Technischer Fortschritt
Die Reduzierung der Emissionen ist möglich, weil die Stahlindustrie ständig in neue Technologien investiert. Ein Beispiel: Bei der Stahlproduktion werden brennbare Gase freigesetzt, sogenannte Kuppelgase. Früher wurden diese Gase einfach abgefackelt.
Heute nutzen sie die Unternehmen in werkseigenen Kraftwerken zur Stromerzeugung. Bei Saarstahl läuft seit einigen Jahren ein Gichtgas-Kraftwerk, das die Öfen im Walzwerk beheizt.
Solche technischen Fortschritte stehen durch die EU-Pläne auf der Kippe. Eine Milliarde Euro Zusatzkosten pro Jahr – das entspricht dem Investitionsvolumen der gesamten deutschen Stahlindustrie. Für Forschung und Entwicklung bliebe nichts mehr übrig.
Unter Feuer
Die EU-Pläne kommen für die Stahlindustrie zu einem denkbar ungünstigen Zeitpunkt. Die Branche steckt ohnehin in einer schwierigen Lage. Grund dafür sind chinesische Billigimporte. Die Einfuhr von Stahl aus China in die EU hat sich seit 2010 verdoppelt.

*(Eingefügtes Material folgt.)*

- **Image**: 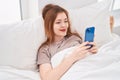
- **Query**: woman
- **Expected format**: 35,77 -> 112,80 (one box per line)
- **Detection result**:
37,4 -> 97,80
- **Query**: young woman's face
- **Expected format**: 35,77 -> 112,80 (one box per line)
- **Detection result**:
53,12 -> 68,37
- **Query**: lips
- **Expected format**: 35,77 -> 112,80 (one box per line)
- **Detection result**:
60,29 -> 66,32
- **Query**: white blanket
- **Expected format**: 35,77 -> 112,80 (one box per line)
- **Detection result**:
51,39 -> 120,80
0,66 -> 40,80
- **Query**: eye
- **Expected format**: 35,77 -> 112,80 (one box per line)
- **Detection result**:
55,22 -> 61,24
64,20 -> 68,23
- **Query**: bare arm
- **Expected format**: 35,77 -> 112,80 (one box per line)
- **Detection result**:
39,42 -> 89,80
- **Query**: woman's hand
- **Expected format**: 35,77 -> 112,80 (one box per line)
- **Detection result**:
88,42 -> 98,54
68,42 -> 89,62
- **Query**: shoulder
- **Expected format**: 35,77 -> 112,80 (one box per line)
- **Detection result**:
68,35 -> 81,41
38,45 -> 49,53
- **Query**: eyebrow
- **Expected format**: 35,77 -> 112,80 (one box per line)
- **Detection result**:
56,18 -> 68,21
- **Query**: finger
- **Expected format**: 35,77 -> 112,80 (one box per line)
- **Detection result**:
79,42 -> 89,47
89,42 -> 96,46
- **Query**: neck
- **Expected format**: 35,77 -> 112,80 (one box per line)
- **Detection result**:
55,36 -> 64,42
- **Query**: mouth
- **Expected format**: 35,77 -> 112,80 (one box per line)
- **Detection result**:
60,29 -> 66,32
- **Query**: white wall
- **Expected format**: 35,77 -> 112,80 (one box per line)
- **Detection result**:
21,0 -> 39,19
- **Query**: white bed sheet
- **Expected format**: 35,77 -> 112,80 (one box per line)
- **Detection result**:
0,66 -> 40,80
0,38 -> 120,80
51,38 -> 120,80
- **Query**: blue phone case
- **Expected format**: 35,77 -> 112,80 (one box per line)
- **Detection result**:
85,27 -> 95,48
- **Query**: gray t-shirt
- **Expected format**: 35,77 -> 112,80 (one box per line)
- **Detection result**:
37,35 -> 82,65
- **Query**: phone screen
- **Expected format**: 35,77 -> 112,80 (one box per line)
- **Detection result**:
84,27 -> 95,48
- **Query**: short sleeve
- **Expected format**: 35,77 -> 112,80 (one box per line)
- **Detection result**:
37,46 -> 50,65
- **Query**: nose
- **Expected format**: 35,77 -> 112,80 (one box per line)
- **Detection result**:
61,22 -> 66,27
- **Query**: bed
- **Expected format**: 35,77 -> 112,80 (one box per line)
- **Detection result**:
0,0 -> 120,80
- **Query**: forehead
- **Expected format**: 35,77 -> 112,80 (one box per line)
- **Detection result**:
56,12 -> 67,20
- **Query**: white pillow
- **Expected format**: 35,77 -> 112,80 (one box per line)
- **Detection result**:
69,0 -> 112,47
0,17 -> 45,70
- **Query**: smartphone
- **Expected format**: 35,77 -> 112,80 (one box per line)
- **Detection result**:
84,26 -> 95,49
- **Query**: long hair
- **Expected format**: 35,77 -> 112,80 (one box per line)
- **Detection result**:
41,4 -> 81,46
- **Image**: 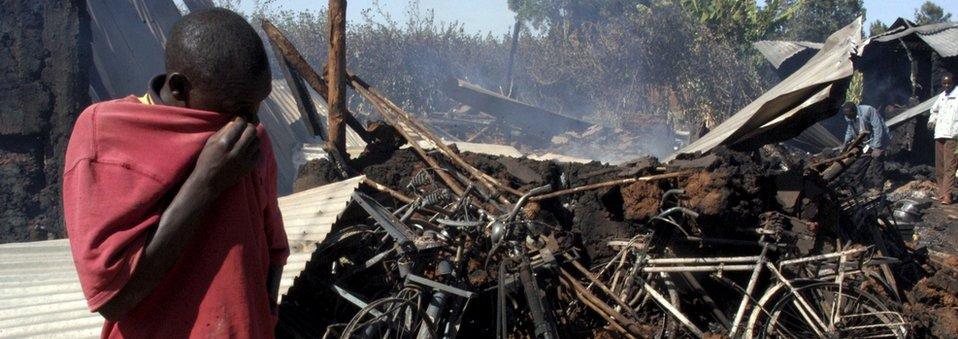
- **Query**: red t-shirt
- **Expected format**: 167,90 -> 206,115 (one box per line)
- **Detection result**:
63,96 -> 289,338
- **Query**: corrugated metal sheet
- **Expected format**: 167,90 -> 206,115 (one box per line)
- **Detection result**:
259,79 -> 366,194
0,239 -> 103,338
529,152 -> 595,164
885,95 -> 938,128
452,141 -> 522,158
752,40 -> 823,68
863,19 -> 958,57
666,18 -> 862,160
0,176 -> 365,338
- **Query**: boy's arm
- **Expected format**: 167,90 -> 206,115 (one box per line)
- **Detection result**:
97,119 -> 259,321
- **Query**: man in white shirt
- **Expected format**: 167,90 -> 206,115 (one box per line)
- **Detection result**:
928,74 -> 958,205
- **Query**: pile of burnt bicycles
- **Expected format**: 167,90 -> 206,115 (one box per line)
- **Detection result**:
284,171 -> 909,338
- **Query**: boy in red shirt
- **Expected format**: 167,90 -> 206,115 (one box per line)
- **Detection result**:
63,9 -> 289,338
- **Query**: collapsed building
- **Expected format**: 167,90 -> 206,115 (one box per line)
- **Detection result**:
0,1 -> 958,338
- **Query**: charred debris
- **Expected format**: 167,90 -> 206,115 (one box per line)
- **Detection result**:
264,17 -> 958,338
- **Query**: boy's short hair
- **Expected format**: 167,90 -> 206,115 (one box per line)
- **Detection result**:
165,8 -> 271,95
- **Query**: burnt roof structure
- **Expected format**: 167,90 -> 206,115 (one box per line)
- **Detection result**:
670,18 -> 862,159
752,40 -> 822,79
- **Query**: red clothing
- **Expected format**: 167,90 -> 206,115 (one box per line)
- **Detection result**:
63,96 -> 289,338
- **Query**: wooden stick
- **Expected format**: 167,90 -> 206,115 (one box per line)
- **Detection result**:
326,0 -> 349,159
529,171 -> 694,201
262,19 -> 373,143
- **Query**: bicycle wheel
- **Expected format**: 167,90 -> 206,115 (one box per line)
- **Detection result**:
755,282 -> 907,338
340,292 -> 437,339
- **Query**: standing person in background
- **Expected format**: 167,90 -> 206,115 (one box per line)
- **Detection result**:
928,74 -> 958,205
842,102 -> 890,190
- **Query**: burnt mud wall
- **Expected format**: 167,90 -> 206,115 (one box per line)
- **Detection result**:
0,0 -> 90,243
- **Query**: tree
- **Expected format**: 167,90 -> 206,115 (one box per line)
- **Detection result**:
679,0 -> 803,46
868,20 -> 888,36
915,1 -> 951,25
781,0 -> 865,42
508,0 -> 650,33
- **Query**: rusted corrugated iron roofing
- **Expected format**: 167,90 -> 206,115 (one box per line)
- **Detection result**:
259,80 -> 366,194
885,95 -> 938,127
752,40 -> 822,68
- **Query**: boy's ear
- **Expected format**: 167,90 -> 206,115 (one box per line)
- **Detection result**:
166,72 -> 191,102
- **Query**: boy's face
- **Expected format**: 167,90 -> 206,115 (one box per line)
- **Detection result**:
170,76 -> 272,122
842,108 -> 858,120
941,76 -> 955,92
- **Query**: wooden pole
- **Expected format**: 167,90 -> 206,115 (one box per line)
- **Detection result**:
326,0 -> 348,158
347,71 -> 522,204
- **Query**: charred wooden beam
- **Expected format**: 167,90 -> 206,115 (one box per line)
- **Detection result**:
273,44 -> 327,140
326,0 -> 347,158
262,19 -> 373,143
443,79 -> 592,140
347,71 -> 522,204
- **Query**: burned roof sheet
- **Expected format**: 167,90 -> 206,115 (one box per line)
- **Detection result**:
669,18 -> 862,160
885,95 -> 938,127
443,79 -> 592,138
862,20 -> 958,58
0,176 -> 365,338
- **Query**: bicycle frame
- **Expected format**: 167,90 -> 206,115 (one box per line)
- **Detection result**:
636,240 -> 888,338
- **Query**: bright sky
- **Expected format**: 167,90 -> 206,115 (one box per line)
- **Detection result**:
241,0 -> 958,35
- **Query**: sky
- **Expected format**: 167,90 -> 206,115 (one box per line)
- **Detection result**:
240,0 -> 958,35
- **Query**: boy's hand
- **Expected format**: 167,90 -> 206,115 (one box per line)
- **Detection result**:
193,118 -> 260,193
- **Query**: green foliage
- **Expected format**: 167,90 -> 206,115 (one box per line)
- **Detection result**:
845,71 -> 865,102
253,0 -> 769,131
778,0 -> 865,42
915,1 -> 951,25
679,0 -> 804,44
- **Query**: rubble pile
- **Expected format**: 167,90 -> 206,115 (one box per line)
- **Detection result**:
280,117 -> 958,337
264,22 -> 958,338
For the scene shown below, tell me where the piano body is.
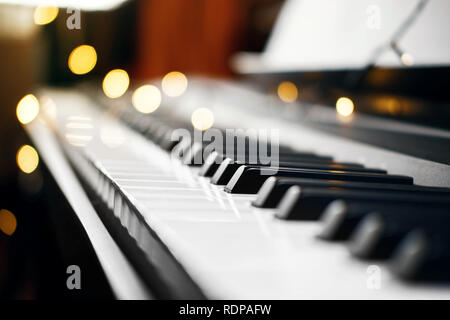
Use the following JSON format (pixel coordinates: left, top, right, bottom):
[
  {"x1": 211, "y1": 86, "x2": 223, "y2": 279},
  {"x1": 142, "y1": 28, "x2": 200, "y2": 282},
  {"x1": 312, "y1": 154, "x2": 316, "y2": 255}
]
[{"x1": 7, "y1": 0, "x2": 450, "y2": 299}]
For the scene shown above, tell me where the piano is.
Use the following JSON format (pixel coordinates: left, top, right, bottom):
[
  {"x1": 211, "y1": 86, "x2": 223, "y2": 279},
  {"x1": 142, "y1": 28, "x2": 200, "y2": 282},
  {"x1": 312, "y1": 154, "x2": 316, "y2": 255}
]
[{"x1": 15, "y1": 0, "x2": 450, "y2": 299}]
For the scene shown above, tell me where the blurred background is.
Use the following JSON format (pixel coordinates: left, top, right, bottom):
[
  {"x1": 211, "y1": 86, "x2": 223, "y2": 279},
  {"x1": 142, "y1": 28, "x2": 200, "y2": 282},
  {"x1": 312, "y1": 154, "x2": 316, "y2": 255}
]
[
  {"x1": 0, "y1": 0, "x2": 450, "y2": 299},
  {"x1": 0, "y1": 0, "x2": 282, "y2": 299}
]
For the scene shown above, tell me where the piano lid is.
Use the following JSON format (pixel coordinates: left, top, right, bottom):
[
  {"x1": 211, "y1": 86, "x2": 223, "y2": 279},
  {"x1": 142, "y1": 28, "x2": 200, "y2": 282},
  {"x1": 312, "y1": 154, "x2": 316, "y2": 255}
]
[{"x1": 238, "y1": 0, "x2": 450, "y2": 73}]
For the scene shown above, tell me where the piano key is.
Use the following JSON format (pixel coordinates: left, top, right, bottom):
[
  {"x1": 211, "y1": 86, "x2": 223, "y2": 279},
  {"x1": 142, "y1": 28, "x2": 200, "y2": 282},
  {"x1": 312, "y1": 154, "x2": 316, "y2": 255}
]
[
  {"x1": 211, "y1": 158, "x2": 386, "y2": 185},
  {"x1": 198, "y1": 151, "x2": 223, "y2": 177},
  {"x1": 276, "y1": 186, "x2": 450, "y2": 220},
  {"x1": 225, "y1": 166, "x2": 413, "y2": 193},
  {"x1": 348, "y1": 208, "x2": 450, "y2": 259},
  {"x1": 389, "y1": 229, "x2": 450, "y2": 283},
  {"x1": 252, "y1": 177, "x2": 450, "y2": 208}
]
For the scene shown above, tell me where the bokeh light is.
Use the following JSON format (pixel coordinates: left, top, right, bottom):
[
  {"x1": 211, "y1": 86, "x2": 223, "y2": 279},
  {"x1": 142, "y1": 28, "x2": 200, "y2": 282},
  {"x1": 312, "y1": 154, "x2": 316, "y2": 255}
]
[
  {"x1": 131, "y1": 84, "x2": 161, "y2": 113},
  {"x1": 103, "y1": 69, "x2": 130, "y2": 99},
  {"x1": 67, "y1": 44, "x2": 97, "y2": 75},
  {"x1": 400, "y1": 52, "x2": 414, "y2": 67},
  {"x1": 191, "y1": 108, "x2": 214, "y2": 131},
  {"x1": 161, "y1": 71, "x2": 188, "y2": 97},
  {"x1": 0, "y1": 209, "x2": 17, "y2": 236},
  {"x1": 336, "y1": 97, "x2": 355, "y2": 117},
  {"x1": 16, "y1": 145, "x2": 39, "y2": 173},
  {"x1": 277, "y1": 81, "x2": 298, "y2": 103},
  {"x1": 34, "y1": 6, "x2": 59, "y2": 25},
  {"x1": 16, "y1": 94, "x2": 39, "y2": 124}
]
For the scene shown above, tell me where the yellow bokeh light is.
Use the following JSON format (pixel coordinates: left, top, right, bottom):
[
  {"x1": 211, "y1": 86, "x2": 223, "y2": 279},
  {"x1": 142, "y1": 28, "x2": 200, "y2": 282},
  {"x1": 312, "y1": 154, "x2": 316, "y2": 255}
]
[
  {"x1": 400, "y1": 52, "x2": 414, "y2": 66},
  {"x1": 336, "y1": 97, "x2": 355, "y2": 117},
  {"x1": 277, "y1": 81, "x2": 298, "y2": 103},
  {"x1": 191, "y1": 108, "x2": 214, "y2": 131},
  {"x1": 67, "y1": 44, "x2": 97, "y2": 75},
  {"x1": 103, "y1": 69, "x2": 130, "y2": 99},
  {"x1": 16, "y1": 145, "x2": 39, "y2": 173},
  {"x1": 16, "y1": 94, "x2": 39, "y2": 124},
  {"x1": 34, "y1": 6, "x2": 59, "y2": 25},
  {"x1": 0, "y1": 209, "x2": 17, "y2": 236},
  {"x1": 161, "y1": 71, "x2": 188, "y2": 97},
  {"x1": 131, "y1": 84, "x2": 161, "y2": 113}
]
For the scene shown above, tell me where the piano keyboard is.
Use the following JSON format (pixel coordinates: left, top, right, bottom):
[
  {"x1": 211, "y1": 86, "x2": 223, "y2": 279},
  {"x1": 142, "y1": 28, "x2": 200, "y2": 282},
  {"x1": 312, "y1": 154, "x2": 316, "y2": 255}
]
[{"x1": 30, "y1": 83, "x2": 450, "y2": 299}]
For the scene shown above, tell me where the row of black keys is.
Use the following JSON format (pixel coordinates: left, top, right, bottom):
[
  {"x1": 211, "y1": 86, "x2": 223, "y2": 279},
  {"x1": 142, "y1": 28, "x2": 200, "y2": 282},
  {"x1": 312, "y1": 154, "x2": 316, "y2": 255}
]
[{"x1": 120, "y1": 111, "x2": 450, "y2": 281}]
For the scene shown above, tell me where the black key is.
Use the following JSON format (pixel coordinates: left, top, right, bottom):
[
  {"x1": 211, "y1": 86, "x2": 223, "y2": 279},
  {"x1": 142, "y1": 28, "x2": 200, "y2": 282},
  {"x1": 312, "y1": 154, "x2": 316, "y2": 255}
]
[
  {"x1": 348, "y1": 210, "x2": 450, "y2": 259},
  {"x1": 318, "y1": 200, "x2": 446, "y2": 241},
  {"x1": 225, "y1": 166, "x2": 413, "y2": 193},
  {"x1": 276, "y1": 186, "x2": 450, "y2": 220},
  {"x1": 389, "y1": 229, "x2": 450, "y2": 283},
  {"x1": 253, "y1": 177, "x2": 450, "y2": 208},
  {"x1": 211, "y1": 158, "x2": 386, "y2": 185},
  {"x1": 197, "y1": 148, "x2": 340, "y2": 174}
]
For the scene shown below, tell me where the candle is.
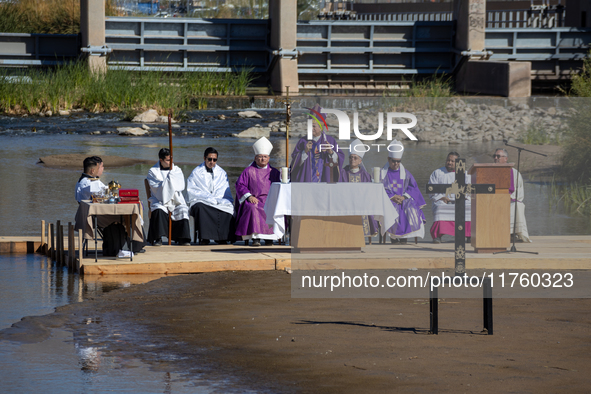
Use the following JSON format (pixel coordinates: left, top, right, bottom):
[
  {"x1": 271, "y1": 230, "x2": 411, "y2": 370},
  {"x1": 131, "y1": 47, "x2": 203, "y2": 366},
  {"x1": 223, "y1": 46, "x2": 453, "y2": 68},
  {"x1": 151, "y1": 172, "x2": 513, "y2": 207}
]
[{"x1": 373, "y1": 167, "x2": 381, "y2": 183}]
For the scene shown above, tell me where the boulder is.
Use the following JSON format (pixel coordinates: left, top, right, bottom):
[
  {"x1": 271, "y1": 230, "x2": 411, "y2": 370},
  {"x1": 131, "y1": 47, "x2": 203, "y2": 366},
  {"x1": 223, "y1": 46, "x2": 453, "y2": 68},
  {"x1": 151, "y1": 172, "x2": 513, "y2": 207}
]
[
  {"x1": 238, "y1": 111, "x2": 262, "y2": 118},
  {"x1": 234, "y1": 125, "x2": 271, "y2": 138},
  {"x1": 131, "y1": 109, "x2": 160, "y2": 123},
  {"x1": 117, "y1": 127, "x2": 148, "y2": 137}
]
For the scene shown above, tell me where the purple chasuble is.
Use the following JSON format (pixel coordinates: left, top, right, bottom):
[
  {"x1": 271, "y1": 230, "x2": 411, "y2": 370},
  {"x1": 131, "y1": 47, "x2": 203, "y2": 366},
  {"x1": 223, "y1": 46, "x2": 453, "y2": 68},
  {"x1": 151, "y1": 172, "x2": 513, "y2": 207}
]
[
  {"x1": 291, "y1": 133, "x2": 345, "y2": 182},
  {"x1": 339, "y1": 166, "x2": 378, "y2": 237},
  {"x1": 236, "y1": 162, "x2": 281, "y2": 236},
  {"x1": 383, "y1": 168, "x2": 426, "y2": 237}
]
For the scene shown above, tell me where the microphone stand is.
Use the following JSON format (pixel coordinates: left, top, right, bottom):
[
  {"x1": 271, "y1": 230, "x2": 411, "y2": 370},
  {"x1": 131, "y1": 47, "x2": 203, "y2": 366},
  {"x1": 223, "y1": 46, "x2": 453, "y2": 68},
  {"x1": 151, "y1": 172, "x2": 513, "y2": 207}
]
[{"x1": 493, "y1": 140, "x2": 548, "y2": 254}]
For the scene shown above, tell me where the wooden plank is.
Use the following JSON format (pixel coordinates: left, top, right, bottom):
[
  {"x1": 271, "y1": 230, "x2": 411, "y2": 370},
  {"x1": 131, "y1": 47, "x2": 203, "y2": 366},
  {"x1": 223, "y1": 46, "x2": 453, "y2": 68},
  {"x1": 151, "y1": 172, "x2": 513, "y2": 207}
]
[{"x1": 83, "y1": 259, "x2": 275, "y2": 275}]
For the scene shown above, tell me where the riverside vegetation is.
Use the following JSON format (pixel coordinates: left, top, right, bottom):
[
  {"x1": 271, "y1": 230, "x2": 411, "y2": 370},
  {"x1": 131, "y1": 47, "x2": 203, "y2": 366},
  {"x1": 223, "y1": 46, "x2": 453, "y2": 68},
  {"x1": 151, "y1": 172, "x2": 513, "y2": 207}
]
[{"x1": 0, "y1": 62, "x2": 253, "y2": 115}]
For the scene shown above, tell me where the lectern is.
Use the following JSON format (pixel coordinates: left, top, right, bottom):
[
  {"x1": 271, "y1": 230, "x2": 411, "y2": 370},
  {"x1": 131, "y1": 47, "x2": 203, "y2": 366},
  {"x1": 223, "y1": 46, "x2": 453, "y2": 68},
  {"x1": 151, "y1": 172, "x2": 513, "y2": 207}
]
[{"x1": 468, "y1": 163, "x2": 513, "y2": 253}]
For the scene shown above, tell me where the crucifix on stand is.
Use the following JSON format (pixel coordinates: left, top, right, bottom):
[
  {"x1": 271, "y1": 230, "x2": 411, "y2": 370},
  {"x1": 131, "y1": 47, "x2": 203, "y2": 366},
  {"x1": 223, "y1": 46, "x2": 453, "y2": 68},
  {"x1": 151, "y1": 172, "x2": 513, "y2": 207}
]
[
  {"x1": 275, "y1": 86, "x2": 298, "y2": 168},
  {"x1": 427, "y1": 158, "x2": 495, "y2": 335},
  {"x1": 427, "y1": 158, "x2": 495, "y2": 276}
]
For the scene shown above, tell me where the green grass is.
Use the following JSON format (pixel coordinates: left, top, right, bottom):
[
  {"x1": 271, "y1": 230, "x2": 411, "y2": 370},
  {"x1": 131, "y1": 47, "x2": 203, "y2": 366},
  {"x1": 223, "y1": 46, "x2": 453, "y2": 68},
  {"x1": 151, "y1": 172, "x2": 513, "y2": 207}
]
[
  {"x1": 0, "y1": 62, "x2": 253, "y2": 117},
  {"x1": 550, "y1": 180, "x2": 591, "y2": 216}
]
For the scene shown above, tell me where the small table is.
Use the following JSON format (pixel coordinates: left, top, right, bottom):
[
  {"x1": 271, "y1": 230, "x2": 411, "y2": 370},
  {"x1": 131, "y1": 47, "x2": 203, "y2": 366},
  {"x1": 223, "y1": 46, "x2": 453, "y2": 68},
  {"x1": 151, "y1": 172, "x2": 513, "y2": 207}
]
[
  {"x1": 265, "y1": 183, "x2": 398, "y2": 250},
  {"x1": 74, "y1": 200, "x2": 144, "y2": 262}
]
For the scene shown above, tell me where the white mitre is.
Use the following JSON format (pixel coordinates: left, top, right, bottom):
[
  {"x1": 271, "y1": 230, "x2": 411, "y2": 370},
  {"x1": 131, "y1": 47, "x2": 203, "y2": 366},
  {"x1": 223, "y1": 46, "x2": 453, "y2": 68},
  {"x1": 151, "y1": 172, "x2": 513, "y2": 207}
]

Von fairem Wettbewerb kann dabei kaum die Rede sein: Die Stahlproduktion wird in China staatlich subventioniert. Das Land wirft seinen Stahl zu Preisen auf den Markt, die vielfach nicht einmal die Herstellungskosten abdecken. Auch gegen diese Praxis wendet sich die Aktionswoche „Stahl ist Zukunft“.
Der europäischen Stahlindustrie im internationalen Wettbewerb eine Chance geben – das ist die Forderung sowohl der IG Metall als auch der Wirtschaftsvereinigung Stahl. In einer gemeinsamen Erklärung heißt es: Um die Abwanderung der Stahlindustrie zu verhindern, müssten „die zehn Prozent CO2-effizientesten Anlagen der Branche eine vollständig kostenfreie Zuteilung der Emissionsrechte (“Zertifikate„) erhalten“. Damit würden die Bemühungen um eine klimaschonende Produktion anerkannt.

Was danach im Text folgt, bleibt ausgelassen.